China says 173 steel firms violate environmental rules
Author: David Stanway
As many as 173 Chinese steel enterprises were found to have violated the country's environmental rules during recent nationwide investigations into the industry, the environment ministry said on Monday.
The Ministry of Environmental Protection said in July that it had set up dedicated inspection teams to determine whether the country's giant steel sector was meeting state technology and emission standards.
After visiting a total of 1,019 steel enterprises across the country, the inspectors found that 173 firms had broken the rules, with 62 firms involved in illegal construction and 35 exceeding state emission limits, according to the ministry's official publication, China Environmental News.
Worried by the social and political impact of pollution, China has vowed to crack down on lawbreaking companies and the local governments that protect them.
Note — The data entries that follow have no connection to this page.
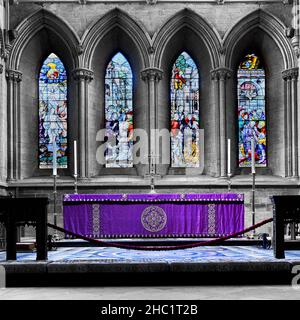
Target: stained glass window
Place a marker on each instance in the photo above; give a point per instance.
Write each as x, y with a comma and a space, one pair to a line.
52, 112
251, 111
184, 113
118, 113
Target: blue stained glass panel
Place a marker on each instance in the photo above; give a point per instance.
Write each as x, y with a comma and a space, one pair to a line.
119, 113
52, 113
184, 112
251, 111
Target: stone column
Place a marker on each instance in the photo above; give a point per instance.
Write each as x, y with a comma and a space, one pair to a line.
14, 78
83, 77
219, 77
152, 76
290, 77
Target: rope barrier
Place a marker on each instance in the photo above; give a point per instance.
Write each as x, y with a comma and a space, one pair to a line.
161, 248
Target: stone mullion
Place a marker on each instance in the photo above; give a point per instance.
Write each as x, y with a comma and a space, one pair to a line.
215, 91
13, 77
222, 74
294, 123
152, 76
290, 77
286, 125
289, 127
83, 77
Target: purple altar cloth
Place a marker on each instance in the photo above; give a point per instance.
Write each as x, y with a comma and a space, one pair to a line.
153, 215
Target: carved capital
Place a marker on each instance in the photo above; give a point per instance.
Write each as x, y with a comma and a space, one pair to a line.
151, 74
221, 74
290, 74
151, 2
83, 74
13, 75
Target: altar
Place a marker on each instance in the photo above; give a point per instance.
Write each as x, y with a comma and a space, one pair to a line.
153, 215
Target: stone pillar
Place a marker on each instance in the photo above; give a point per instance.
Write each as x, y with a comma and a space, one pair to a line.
152, 76
14, 78
290, 77
83, 77
219, 77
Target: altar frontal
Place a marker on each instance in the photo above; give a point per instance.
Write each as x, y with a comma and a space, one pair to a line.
153, 215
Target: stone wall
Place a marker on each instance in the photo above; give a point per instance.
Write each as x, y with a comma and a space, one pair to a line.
86, 36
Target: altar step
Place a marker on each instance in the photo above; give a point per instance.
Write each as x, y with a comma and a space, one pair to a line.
290, 244
95, 273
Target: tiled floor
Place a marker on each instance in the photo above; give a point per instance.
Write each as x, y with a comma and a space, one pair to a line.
199, 254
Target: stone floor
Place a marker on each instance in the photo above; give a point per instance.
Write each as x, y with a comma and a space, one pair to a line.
154, 293
198, 254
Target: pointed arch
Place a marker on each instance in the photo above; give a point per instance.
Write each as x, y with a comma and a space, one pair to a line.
187, 19
53, 113
112, 19
267, 23
184, 98
119, 113
251, 86
32, 25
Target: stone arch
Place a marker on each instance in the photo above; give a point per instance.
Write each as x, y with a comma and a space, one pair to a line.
39, 35
269, 24
114, 32
35, 23
187, 19
262, 34
187, 31
115, 19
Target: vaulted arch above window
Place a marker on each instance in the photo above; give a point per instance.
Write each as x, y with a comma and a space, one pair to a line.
184, 90
53, 113
252, 111
119, 113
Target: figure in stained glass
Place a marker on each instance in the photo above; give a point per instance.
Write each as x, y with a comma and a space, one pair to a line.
251, 111
119, 113
52, 112
184, 113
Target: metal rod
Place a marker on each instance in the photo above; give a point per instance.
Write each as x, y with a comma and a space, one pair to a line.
54, 204
229, 182
76, 183
253, 200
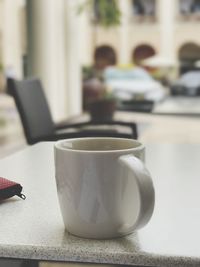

It has also promised to use tougher environmental standards to help shut as much as 100-150 million tonnes of surplus steel capacity over the next five years.
The ministry said 23 of the offending firms had been asked to cut production, while another 29 had been shut down temporarily in order to "rectify" their problems. Fines totaling 18.9 million yuan ($2.8 million) have been imposed and three officials have been detained.
The paper singled out Xinyi Huada Steel in eastern China's Jiangsu province, saying the local government had repeatedly ignored requests from environmental regulators to close the firm down for producing illegally.
As part of its war on pollution, China's traditionally underpowered environment ministry was this year granted new powers to send inspection teams to local regions without prior warning, and was also given the authority to summon senior provincial officials to explain their conduct.
During a tour of Hebei province, China's biggest steel producing region as well as its biggest polluter, inspectors found that local steel firms had illegally expanded capacity and engaged in "fraudulent practices".
The ministry has called on the regions to continue to pay special attention to the steel sector, to crack down hard on illegal behavior and to cooperate with local government efforts to close down surplus capacity in the industry, China Environmental News said.